There is no guidance as to what information such an affirmation must contain, and the law charges no agency with developing guidance. Payments subject to forbearance will be added to the end of the loan term. Mortgage holders are prohibited from furnishing negative information to consumer credit reporting agencies for payments subject to a forbearance. Although mortgage holders are better capitalized than small landlords to bear the burden, the longer-term effect on mortgage lending is unclear. 

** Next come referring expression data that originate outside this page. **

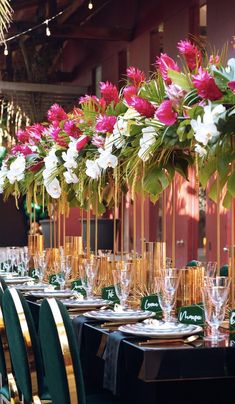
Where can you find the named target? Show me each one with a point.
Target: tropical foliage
(137, 139)
(5, 17)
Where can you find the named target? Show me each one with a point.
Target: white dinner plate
(160, 330)
(125, 315)
(18, 279)
(51, 293)
(86, 303)
(28, 288)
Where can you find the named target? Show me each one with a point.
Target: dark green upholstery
(54, 362)
(4, 391)
(193, 263)
(2, 357)
(53, 357)
(224, 270)
(3, 283)
(18, 349)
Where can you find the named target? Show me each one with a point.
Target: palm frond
(5, 17)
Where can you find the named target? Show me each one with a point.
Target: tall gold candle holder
(191, 282)
(35, 243)
(155, 259)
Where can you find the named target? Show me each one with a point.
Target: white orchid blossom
(53, 188)
(16, 170)
(107, 159)
(200, 150)
(3, 176)
(70, 177)
(205, 128)
(70, 156)
(93, 170)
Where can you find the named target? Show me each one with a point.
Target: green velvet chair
(8, 388)
(192, 263)
(224, 270)
(61, 357)
(3, 284)
(24, 348)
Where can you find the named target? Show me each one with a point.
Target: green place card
(151, 303)
(232, 320)
(77, 286)
(32, 273)
(193, 314)
(109, 293)
(53, 280)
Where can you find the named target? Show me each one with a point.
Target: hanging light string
(35, 27)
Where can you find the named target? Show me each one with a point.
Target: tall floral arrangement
(183, 115)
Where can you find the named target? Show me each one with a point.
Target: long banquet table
(165, 374)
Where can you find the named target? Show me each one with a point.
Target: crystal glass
(214, 313)
(66, 266)
(122, 283)
(40, 263)
(88, 272)
(166, 285)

To facilitate social distancing measures, the commonwealth has also authorized attorney and paralegal notaries to remotely take acknowledgments and notarize deeds, wills and other documents during the state of emergency. This act adopts a two-stage process, in which the notary must create two videos: one of the document’s signing and the signer’s acknowledgment it was his or her free act and deed; and a second, after the document has been delivered to the notary, in which the signer confirms this. The notary is then required to complete an affidavit attesting to this and keep the affidavit and videos for ten years.  

Predictably, many practitioners are rejecting the process as onerous and too cumbersome. Sadly, the eviction/foreclosure moratorium may outlive the use of this new practice. 

Shawn McCormack and Samuel Moskowitz are real estate attorneys at the Boston law firm of Davis Malm.